Sixty-five years after he first burst on to the fashion scene, fashionistas were treated to a rare celebration of the designer credited with inventing Paris menswear in the first place

The first couturier to put men on the Paris catwalks back in 1958, style veteran Pierre Cardin, earned fond applause if not critical acclaim on Sunday at a comeback show on the eve of his 90th birthday.

I was the youngest couturier in Paris when I started, and now I’m the oldest. It’s extraordinary, I’m still here!

The last active survivor of the great post-war French fashion houses, Italian-born Cardin today is the owner of a sprawling luxury empire, but his catwalk shows are few and far between, his last in Paris having been a women’s line in 2010.

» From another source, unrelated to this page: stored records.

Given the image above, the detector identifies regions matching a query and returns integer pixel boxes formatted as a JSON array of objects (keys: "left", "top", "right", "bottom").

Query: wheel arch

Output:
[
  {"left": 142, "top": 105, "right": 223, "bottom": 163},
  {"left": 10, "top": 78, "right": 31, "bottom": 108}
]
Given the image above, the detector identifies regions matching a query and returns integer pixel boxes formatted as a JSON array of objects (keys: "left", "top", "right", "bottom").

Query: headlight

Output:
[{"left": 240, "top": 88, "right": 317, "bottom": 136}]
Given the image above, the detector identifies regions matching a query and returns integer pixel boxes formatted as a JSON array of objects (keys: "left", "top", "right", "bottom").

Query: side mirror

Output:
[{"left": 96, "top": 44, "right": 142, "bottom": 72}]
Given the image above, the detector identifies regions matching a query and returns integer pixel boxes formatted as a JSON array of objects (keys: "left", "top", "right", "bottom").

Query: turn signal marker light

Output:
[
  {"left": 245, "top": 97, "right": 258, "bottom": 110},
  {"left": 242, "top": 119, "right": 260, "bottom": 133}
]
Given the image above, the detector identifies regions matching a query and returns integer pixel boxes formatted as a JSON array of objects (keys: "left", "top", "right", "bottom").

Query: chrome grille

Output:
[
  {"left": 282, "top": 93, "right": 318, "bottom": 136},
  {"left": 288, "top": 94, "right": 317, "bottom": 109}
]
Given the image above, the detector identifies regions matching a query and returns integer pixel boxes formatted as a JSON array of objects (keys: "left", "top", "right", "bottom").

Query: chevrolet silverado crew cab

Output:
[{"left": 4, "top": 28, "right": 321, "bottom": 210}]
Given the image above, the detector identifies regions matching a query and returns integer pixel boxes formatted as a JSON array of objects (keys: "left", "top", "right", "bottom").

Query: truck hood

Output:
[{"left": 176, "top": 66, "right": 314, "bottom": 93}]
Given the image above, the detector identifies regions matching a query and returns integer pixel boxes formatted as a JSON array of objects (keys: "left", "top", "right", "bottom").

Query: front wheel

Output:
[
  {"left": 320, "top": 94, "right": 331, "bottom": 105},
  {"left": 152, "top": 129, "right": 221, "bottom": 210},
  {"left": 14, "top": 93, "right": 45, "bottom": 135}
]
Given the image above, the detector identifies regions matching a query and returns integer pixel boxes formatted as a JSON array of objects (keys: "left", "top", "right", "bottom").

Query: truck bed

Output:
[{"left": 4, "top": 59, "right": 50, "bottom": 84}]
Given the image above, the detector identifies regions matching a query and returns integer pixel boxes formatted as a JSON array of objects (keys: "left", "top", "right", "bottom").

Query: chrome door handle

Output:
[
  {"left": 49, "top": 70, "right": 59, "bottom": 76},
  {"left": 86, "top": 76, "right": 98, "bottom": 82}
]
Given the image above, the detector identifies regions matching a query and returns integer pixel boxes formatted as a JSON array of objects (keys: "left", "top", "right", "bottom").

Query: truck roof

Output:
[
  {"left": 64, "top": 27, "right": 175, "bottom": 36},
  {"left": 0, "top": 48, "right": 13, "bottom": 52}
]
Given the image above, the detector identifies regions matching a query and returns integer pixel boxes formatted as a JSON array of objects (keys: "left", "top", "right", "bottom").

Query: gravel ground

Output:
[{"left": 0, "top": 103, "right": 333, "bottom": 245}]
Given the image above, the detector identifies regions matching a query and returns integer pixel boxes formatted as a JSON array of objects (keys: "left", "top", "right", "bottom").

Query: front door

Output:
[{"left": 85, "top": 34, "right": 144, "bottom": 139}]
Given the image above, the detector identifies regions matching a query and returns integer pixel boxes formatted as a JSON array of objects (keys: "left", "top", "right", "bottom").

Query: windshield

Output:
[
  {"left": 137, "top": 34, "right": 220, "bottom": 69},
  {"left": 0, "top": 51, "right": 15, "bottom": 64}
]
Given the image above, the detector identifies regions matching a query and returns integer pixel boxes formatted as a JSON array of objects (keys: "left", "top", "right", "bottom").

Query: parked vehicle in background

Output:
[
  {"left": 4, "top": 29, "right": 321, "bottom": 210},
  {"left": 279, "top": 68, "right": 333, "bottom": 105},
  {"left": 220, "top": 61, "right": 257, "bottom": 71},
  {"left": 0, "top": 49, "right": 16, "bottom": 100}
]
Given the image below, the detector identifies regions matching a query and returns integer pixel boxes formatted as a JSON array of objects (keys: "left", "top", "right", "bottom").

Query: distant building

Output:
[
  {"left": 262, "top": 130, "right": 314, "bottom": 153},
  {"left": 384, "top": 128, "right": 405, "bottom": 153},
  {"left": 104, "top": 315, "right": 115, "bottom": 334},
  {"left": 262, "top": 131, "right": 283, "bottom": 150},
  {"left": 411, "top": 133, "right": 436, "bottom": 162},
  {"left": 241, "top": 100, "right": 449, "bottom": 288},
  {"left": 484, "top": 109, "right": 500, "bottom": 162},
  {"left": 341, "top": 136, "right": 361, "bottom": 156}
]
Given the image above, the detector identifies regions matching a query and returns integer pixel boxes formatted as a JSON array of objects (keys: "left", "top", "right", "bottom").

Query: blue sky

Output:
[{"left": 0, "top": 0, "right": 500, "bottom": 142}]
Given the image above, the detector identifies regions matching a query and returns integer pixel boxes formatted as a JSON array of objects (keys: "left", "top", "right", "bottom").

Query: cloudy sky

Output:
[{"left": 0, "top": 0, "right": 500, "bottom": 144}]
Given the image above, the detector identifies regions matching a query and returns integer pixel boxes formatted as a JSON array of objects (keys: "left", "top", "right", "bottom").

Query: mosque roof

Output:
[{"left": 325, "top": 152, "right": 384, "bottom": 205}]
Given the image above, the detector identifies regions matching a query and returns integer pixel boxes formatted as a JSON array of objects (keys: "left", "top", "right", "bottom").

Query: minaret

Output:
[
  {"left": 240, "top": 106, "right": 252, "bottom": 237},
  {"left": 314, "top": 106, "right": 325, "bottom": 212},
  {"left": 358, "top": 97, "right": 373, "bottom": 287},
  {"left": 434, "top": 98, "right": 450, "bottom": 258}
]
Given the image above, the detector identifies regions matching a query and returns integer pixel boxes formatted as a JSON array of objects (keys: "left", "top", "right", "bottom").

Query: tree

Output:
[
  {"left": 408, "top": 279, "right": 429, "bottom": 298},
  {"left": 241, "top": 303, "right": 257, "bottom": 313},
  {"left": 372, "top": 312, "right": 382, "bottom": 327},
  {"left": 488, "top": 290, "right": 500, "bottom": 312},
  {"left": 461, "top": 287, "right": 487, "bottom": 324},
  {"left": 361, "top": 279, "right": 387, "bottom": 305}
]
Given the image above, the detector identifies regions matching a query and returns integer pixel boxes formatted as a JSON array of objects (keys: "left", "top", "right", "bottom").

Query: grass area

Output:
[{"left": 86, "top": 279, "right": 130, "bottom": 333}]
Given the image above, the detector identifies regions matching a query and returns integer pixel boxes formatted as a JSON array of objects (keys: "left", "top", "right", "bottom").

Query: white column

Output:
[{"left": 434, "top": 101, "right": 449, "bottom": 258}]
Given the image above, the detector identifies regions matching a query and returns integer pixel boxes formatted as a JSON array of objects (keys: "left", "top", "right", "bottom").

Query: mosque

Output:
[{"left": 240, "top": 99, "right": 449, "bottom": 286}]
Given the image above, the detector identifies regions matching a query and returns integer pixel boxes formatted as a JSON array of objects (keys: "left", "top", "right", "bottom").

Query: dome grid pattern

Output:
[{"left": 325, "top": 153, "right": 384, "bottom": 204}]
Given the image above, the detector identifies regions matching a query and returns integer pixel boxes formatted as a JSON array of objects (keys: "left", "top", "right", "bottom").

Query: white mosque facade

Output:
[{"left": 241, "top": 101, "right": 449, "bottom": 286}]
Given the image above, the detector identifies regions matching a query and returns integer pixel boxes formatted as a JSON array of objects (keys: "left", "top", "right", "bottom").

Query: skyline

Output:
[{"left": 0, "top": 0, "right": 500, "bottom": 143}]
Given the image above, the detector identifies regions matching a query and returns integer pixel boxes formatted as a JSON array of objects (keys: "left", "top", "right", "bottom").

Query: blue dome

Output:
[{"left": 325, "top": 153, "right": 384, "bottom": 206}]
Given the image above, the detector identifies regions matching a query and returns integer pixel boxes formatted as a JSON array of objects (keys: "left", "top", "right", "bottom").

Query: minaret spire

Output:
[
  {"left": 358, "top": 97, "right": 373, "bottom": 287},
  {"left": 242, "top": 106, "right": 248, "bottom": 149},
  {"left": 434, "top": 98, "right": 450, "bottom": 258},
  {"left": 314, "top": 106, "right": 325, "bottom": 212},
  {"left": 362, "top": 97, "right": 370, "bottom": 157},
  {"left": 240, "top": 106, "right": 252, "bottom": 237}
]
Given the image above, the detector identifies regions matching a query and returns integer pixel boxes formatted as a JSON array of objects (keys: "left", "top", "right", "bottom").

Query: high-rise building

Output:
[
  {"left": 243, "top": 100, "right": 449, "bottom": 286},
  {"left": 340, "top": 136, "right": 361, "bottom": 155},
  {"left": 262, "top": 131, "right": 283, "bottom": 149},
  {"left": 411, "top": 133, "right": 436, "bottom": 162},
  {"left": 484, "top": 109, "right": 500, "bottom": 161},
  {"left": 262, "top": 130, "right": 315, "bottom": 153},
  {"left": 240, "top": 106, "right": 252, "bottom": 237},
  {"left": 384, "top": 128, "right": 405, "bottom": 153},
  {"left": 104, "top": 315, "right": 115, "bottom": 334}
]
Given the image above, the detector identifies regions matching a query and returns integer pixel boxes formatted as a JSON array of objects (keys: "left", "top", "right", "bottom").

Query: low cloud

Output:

The legendary designer, famed for dressing the Beatles in collar-less jackets and taking high fashion to communist China, celeb-rated his long career with his first menswear catwalk show in several years, showcasing his signature space-age designs.

It was by far the most exhaustive menswear collection of the season, with a staggering 138 retro looks.

Faithful to the space-age theme that Mr Cardin has mined on and off since the 1960s, his men’s look featured broad-shouldered, sleeveless tunics in navy felt, wool tartan or diving-suit neoprene with futuristic visor shades.

Jackets had vertical slashed panels at the back or were adorned with twists of black rubber tubing, like a prickly hedgehog across the shoulders.

Unlikely colour matches paired yellow with violet or turquoise with purple, while the suit fabrics sometimes seemed to be rather too stuffy for summer.

Things took a somewhat kinky turn as a bare-chested model stepped out in shiny black patent trousers with a giant triangular bag looped over one shoulder through a disc in its centre.

Strutting their stuff in the old Paris stock exchange, Mr Cardin’s young models came off as oddly nonchalant, smirking at the cameras as if struggling to take the collection seriously.

By the time the catsuits arrived, in sequined black, brown or green velvet and leaving rather too little to the imagination, the audience was showing signs of strain as well.

But when a model lost his hat – catching it and jauntily holding it out for the audience – he got a friendly round of applause.

And when Mr Cardin stepped out for a bow, after a finale of a dozen women models in futuristic tubular dresses with hula-hoop discs in their seams, the veteran designer earned a warm and genuine ovation.

Despite his age and a resumé that spans 65 years, retirement does not seem to be in Mr Cardin’s vocabulary.

“Aesthetics is simply my craft,” said the designer backstage. “I actually still have gas-oline for tomorrow.”

The multi-millionaire, who worked with Elsa Schiaparelli and Christian Dior in his 20s, has not been slowed by age.

“I was the youngest couturier in Paris when I started, and now I’m the oldest,” he said. “It’s extraordinary, I’m still here!”